Le foulard interpelle ? Répondons-y. La réponse au foulard, dans le mesure où il est un signe religieux, ne peut pas venir de la notion politique occidentale d’égalité.
La réponse est :
1. soit la laïcité stricte qui passe par des interdits :
- interdiction de porter dans les lieux publics des signes qui sont de l’ordre du religieux privé et port d’un uniforme à l’école ;
- ce qui gommerait tôt ou tard tous les particularismes et toute identité de type spirituel (on y arriverait, à cette société où l’on échange le droit de vivre en sécurité contre le droit de mourir d’ennui) ;
2. soit l’acceptation de signes religieux pour toutes les religions avec une prévalence pour les religions chrétiennes ; les cours d’histoire devraient inclure une part d’histoire du christianisme donnée par des théologiens-historiens (pas par des laïcs marxistes) et mettant en valeur nos racines chrétiennes dans la morale, le droit, le respect de la liberté individuelle, le développement de la conscience ; toutefois il n’est pas judicieux de réintroduire le crucifix dans les écoles car si le port du foulard est un acte individuel limité à son propre corps, l’exposition sur un mur de classe est déjà une forme plus collective laissant penser à une adhésion globale au symbole. De plus il doit être possible de critiquer les religions sans être traité d'islamophobe, de christianophobe ou autre -phobe.

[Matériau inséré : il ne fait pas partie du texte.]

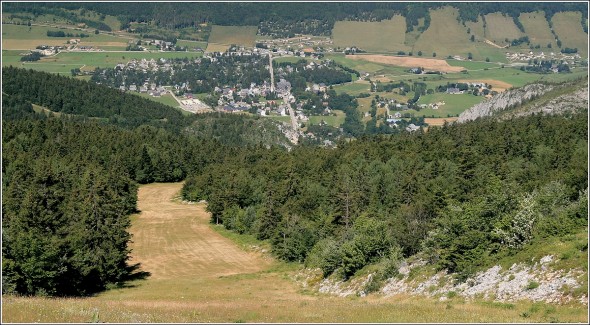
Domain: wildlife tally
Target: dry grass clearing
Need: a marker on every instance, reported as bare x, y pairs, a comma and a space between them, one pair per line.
439, 121
568, 27
386, 35
499, 27
199, 276
537, 28
239, 35
409, 62
28, 44
497, 85
445, 35
213, 47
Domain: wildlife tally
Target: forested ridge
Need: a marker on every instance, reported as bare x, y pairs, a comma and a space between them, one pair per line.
463, 195
307, 18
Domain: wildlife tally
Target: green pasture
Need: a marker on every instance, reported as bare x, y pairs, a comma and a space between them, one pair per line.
289, 59
192, 44
454, 104
386, 35
166, 99
500, 27
568, 28
333, 120
353, 88
537, 28
23, 32
239, 35
445, 36
284, 119
472, 65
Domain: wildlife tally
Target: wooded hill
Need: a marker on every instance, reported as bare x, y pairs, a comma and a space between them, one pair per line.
307, 18
463, 195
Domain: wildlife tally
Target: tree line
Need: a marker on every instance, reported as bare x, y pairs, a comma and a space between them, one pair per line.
461, 195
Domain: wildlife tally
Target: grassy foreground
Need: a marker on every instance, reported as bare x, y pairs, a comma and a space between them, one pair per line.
202, 273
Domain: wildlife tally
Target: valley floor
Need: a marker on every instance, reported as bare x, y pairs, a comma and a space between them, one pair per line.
197, 275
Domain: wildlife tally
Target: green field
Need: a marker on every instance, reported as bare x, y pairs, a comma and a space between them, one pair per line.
239, 35
192, 44
383, 36
353, 88
333, 120
445, 36
568, 28
537, 29
24, 37
500, 27
454, 104
166, 99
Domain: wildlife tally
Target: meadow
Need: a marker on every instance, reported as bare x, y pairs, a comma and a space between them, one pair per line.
333, 120
500, 27
22, 37
227, 35
200, 272
571, 34
445, 36
537, 28
383, 36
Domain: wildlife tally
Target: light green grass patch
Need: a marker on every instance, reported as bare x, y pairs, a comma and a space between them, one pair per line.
383, 36
192, 44
333, 120
454, 104
537, 29
445, 36
500, 27
568, 28
239, 35
353, 88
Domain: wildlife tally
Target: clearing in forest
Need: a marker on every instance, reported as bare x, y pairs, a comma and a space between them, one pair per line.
568, 27
500, 27
200, 276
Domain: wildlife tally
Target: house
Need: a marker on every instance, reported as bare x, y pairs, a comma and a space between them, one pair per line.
412, 127
454, 90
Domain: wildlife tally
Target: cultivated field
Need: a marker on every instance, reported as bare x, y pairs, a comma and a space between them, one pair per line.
568, 27
409, 62
227, 35
537, 28
198, 275
383, 36
499, 27
445, 36
20, 37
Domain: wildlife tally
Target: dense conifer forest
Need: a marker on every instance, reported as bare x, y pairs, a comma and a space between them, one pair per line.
462, 195
276, 18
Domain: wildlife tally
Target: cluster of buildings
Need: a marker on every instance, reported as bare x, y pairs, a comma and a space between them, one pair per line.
569, 59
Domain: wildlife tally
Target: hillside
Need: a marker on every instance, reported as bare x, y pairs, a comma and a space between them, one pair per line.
532, 99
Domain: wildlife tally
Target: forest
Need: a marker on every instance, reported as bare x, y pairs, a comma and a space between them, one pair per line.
283, 19
463, 195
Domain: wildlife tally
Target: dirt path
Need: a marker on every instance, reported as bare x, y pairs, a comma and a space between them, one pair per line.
172, 239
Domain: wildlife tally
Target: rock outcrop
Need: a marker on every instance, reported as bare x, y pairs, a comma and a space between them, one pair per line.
504, 100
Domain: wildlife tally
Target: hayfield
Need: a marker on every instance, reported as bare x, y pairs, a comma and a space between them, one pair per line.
410, 62
499, 27
23, 37
537, 28
199, 274
239, 35
445, 36
568, 27
383, 36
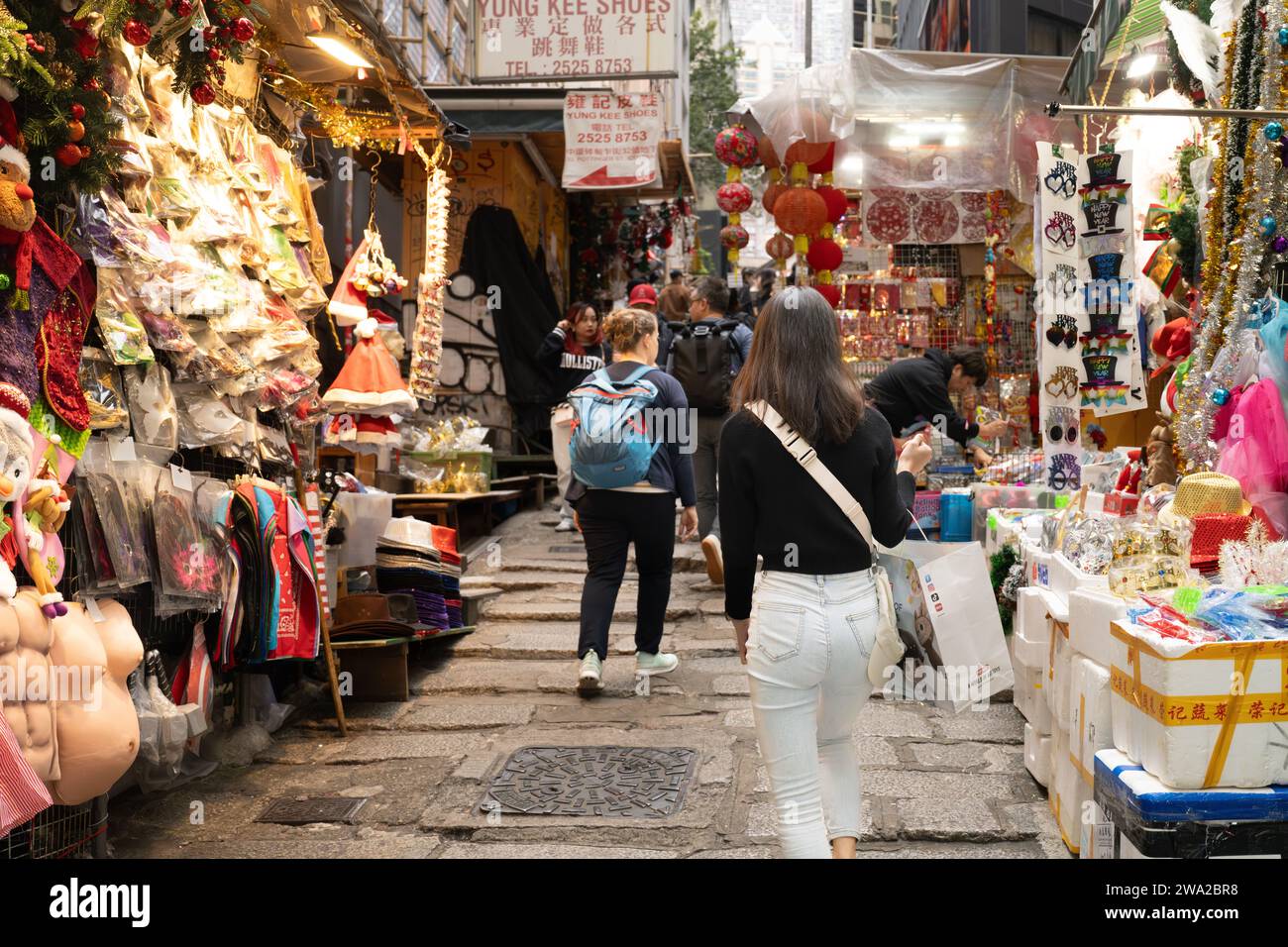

3. soit la fermeture de l’Europe sur elle-même, ce qui aurait des conséquences économiques certaines ;
4. soit le réveil des chrétiens. Ce sera plus difficile tant notre société d’intolérance désigne la foi comme ringarde et la religion comme l’opium du peuple. J’ai moi-même assez de doutes sur la religion pour ne pas y adhérer. Mais je reconnais son importance et sa valeur historique, sociale, morale et culturelle, ainsi qu’une dimension métaphysique. Défendre nos valeurs face à des valeurs d’une autre culture dans laquelle nous ne nous reconnaissons pas, cela passe par la défense de l’héritage chrétien. Ce qui est réalisable sans forcément être croyant.